Pentingnya Pemisahan Fungsi Intelijen Dalam dan Luar Negeri
Jakarta: Direktur Eksekutif Lembaga Studi Pertahanan dan Strategis Indonesia (Lesperssi) Rizal Darma Putra menegaskan bahwa pemisahan fungsi antara intelijen dalam negeri dan luar negeri sangatlah penting. Menurutnya, hal ini perlu dilakukan mengingat kompleksitas ancaman yang dihadapi Indonesia saat ini.
“Pemisahan fungsi intelijen luar negeri dan dalam negeri menjadi hal yang vital, begitu juga dengan pemberian kewenangan hukum bagi intelijen dalam negeri,” katanya dalam diskusi mengenai restrukturisasi Badan Intelijen Negara (BIN) di Kampus Universitas Bakrie, Jakarta, Senin, 7 Oktober 2024.
Rizal juga mengingatkan mengenai potensi penyalahgunaan kekuasaan yang dapat terjadi di berbagai sektor, termasuk di BIN, karena tidak adanya wewenang yang jelas untuk melakukan investigasi terhadap operasi BIN. Ia juga menyoroti dominasi unsur militer dalam struktur kelembagaan BIN, yang cenderung terlalu erat dengan konflik kepentingan politik.
“Rekrutmen sebaiknya dilakukan secara silent recruitment, bukan hanya didominasi oleh lulusan STIN,” tambahnya.
Aspek pengawasan juga menjadi isu penting dalam diskusi ini. Rizal menekankan bahwa tantangan pengawasan terhadap lembaga intelijen, khususnya BIN, sangatlah kompleks.
“Tiga bentuk pengawasan yang penting dilakukan terhadap intelijen adalah pengawasan anggaran, operasi, dan regulasi. Namun, di banyak negara, pengawasan terhadap lembaga intelijen selalu mengalami kesulitan,” ucap Rizal.
Ia juga menekankan bahwa transparansi dalam pengawasan sangatlah penting untuk mengurangi potensi penyalahgunaan kekuasaan.
Sementara itu, peneliti BRIN Muhammad Haripin menyoroti pentingnya penguatan BIN sebagai koordinator intelijen nasional sesuai dengan UU Intelijen. Namun, ia menilai bahwa dalam praktiknya, fungsi BIN sebagai koordinator belum optimal.

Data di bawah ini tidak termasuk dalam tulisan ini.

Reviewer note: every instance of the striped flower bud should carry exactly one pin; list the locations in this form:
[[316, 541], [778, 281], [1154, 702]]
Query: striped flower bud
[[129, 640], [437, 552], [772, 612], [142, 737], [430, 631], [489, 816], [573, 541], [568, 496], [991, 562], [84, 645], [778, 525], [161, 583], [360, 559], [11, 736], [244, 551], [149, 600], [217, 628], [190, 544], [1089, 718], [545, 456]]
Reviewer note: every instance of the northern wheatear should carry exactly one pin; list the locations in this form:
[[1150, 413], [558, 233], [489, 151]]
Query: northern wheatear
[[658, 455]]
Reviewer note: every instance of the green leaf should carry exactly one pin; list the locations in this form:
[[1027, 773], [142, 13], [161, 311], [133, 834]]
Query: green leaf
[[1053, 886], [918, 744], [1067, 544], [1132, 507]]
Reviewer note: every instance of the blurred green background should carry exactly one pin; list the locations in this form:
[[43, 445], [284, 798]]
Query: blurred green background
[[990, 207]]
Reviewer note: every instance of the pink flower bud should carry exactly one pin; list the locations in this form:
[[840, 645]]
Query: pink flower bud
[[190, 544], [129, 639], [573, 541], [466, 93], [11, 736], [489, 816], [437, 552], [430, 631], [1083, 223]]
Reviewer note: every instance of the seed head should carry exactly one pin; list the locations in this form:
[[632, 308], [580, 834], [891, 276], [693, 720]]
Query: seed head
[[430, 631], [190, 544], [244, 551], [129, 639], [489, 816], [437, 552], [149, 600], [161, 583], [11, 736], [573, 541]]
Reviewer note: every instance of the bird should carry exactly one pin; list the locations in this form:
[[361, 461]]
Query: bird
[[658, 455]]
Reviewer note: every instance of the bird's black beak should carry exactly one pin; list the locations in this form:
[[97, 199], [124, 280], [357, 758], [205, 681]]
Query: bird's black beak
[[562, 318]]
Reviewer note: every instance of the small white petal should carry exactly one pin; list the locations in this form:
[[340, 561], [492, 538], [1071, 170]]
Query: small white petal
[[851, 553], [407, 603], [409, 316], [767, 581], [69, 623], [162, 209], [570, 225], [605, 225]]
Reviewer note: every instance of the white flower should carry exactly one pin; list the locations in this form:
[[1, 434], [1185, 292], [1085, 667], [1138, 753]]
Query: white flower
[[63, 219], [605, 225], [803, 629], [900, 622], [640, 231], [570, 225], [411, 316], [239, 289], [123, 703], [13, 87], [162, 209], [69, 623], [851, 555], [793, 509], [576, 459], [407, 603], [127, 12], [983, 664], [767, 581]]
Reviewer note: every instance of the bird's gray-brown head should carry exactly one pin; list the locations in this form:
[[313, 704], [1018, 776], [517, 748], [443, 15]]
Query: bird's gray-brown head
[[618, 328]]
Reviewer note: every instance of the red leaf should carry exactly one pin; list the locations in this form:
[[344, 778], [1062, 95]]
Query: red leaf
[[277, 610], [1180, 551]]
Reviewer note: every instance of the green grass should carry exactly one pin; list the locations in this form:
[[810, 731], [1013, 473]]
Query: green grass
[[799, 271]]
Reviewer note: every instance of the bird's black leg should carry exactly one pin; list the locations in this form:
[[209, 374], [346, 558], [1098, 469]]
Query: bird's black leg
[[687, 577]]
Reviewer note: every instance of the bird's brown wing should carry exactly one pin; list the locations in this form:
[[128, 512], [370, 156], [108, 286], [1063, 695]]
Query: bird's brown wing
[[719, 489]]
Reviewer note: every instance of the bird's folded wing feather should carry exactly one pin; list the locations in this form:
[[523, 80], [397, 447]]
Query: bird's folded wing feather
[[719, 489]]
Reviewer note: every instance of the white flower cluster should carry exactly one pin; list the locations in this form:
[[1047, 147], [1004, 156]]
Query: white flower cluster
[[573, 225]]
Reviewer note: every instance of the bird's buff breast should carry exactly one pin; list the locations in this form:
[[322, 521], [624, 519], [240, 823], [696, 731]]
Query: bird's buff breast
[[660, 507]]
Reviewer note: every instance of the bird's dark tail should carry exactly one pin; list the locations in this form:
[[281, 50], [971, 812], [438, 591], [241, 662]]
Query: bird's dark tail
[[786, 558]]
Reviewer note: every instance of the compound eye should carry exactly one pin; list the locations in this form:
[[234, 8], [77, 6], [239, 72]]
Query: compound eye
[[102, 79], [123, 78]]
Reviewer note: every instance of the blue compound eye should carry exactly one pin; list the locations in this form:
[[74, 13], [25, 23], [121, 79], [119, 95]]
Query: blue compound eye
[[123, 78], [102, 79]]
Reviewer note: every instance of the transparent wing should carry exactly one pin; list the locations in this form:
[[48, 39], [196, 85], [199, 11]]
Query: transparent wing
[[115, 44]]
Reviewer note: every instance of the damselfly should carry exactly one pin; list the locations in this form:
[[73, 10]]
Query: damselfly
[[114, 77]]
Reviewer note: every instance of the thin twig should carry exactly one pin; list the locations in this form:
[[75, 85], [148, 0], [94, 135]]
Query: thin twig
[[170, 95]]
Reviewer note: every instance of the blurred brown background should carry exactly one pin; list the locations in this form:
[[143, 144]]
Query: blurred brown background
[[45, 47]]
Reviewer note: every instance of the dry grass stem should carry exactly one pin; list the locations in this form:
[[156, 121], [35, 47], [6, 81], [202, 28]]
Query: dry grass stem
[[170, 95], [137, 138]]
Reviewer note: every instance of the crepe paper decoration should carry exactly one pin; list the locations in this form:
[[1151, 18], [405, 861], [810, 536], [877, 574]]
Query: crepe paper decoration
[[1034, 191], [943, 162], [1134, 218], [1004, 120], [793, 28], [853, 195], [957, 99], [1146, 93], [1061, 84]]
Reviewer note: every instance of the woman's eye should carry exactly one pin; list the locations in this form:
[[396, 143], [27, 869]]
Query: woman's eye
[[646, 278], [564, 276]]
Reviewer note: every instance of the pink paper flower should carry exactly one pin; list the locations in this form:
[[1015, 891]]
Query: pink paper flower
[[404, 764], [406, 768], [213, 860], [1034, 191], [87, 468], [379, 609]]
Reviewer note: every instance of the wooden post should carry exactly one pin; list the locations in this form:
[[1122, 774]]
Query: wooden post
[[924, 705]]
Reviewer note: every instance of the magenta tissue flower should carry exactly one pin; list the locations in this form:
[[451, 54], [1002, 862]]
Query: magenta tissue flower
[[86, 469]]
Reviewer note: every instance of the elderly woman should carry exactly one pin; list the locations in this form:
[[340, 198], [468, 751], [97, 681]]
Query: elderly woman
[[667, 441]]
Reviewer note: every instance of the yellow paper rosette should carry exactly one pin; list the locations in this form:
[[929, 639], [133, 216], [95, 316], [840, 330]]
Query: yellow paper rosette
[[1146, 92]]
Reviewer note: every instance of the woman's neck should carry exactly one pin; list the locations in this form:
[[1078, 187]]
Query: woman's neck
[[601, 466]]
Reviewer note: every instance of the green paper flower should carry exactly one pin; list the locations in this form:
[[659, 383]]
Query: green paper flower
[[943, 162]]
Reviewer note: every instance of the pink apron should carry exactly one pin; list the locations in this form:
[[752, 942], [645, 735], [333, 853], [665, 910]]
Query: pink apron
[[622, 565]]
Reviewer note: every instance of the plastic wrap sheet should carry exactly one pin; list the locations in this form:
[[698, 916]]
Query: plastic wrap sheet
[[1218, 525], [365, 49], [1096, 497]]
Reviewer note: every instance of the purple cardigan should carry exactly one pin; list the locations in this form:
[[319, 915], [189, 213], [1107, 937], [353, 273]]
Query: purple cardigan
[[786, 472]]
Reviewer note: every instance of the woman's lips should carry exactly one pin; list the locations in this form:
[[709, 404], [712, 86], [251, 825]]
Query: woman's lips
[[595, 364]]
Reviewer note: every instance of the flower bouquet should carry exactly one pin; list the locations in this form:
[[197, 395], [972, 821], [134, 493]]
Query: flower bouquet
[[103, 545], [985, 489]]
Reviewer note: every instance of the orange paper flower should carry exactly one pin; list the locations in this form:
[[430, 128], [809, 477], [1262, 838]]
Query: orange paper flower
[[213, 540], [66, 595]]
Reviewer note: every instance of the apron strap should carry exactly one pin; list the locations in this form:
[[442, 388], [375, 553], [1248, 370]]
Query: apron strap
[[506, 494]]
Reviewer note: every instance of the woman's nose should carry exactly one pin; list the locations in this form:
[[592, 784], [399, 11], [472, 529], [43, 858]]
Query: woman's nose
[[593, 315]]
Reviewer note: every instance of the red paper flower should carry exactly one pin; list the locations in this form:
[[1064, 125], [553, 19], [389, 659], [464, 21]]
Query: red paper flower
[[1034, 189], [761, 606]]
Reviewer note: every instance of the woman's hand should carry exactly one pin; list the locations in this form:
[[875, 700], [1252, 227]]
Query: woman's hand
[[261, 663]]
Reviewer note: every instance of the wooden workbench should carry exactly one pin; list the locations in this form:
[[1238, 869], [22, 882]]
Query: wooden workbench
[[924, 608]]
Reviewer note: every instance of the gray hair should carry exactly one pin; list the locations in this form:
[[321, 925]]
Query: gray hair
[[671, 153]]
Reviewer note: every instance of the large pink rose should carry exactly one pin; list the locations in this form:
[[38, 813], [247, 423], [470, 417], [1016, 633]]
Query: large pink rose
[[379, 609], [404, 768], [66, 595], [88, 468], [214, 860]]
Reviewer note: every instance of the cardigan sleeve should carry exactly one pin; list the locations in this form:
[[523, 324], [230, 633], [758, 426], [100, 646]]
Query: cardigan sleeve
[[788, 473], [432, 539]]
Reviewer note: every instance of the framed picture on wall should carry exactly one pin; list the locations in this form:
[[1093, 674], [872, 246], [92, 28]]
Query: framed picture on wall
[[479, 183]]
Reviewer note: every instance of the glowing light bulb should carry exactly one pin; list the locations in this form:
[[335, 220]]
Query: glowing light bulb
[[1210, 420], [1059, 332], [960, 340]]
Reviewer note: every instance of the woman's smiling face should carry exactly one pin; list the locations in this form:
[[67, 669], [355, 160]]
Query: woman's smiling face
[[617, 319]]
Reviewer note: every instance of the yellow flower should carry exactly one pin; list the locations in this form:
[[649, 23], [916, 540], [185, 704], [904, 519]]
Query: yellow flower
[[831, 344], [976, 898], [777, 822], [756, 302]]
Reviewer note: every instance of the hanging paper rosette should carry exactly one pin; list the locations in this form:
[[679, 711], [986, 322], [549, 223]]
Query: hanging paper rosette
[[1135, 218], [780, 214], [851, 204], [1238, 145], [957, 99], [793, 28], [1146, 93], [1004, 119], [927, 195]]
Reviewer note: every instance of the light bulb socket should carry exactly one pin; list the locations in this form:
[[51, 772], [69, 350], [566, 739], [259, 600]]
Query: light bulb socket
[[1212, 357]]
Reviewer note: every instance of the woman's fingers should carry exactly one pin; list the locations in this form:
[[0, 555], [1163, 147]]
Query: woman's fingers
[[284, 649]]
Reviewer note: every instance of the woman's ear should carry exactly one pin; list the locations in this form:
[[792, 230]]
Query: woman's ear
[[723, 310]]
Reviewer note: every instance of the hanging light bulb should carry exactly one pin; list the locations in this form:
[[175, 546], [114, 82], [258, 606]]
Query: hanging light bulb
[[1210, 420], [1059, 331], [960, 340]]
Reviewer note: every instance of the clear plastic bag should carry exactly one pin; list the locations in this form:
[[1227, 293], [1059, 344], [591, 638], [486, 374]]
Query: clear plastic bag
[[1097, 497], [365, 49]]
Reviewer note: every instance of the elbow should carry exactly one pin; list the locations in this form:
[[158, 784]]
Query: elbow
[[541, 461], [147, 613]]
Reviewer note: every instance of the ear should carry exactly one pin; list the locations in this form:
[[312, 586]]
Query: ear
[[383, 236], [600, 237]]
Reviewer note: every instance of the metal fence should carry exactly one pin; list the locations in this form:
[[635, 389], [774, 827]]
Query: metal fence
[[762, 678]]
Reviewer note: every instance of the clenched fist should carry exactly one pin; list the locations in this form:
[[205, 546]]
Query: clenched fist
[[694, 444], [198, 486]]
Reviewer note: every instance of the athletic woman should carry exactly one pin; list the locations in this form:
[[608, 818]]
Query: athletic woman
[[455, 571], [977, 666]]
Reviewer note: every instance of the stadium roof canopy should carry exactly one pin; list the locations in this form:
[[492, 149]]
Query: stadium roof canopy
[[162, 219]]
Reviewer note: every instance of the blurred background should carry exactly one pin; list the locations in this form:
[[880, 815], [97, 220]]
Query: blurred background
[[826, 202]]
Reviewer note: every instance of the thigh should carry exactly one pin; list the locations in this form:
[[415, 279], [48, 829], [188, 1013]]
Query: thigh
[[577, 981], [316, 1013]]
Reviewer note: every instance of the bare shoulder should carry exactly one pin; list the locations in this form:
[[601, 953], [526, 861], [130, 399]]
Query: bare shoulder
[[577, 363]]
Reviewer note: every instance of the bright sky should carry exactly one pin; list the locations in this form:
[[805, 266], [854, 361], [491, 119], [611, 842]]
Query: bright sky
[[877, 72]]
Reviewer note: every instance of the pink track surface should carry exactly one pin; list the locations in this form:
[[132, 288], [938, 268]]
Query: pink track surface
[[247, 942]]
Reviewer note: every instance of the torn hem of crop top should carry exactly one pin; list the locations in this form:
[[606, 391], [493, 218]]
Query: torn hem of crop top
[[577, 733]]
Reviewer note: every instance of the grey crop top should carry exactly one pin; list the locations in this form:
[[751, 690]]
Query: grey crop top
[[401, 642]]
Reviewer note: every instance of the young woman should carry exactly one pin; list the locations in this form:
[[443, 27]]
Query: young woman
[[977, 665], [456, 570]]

“Penguatan dan penegasan peran BIN sebagai koordinator intelijen sangat diperlukan untuk mengatasi masalah ini,” ujarnya.
Mengenai pengembangan SDM, Haripin melihat bahwa proses rekrutmen dan pendidikan intelijen di Indonesia telah mengalami kemajuan signifikan dengan adanya sekolah khusus, kurikulum, dan pengajar dari kalangan sipil dan peneliti.
Namun, ia juga menyoroti perlunya formulasi pola pendidikan yang lebih baik untuk para intelijen guna menghindari politisasi di dalam BIN.
Haripin menyebut bahwa tantangan utama pengawasan terhadap BIN saat ini terletak pada kekosongan aturan yang mengatur kewajiban pengawasan, adanya konflik kepentingan, serta kompleksitas ancaman yang dihadapi.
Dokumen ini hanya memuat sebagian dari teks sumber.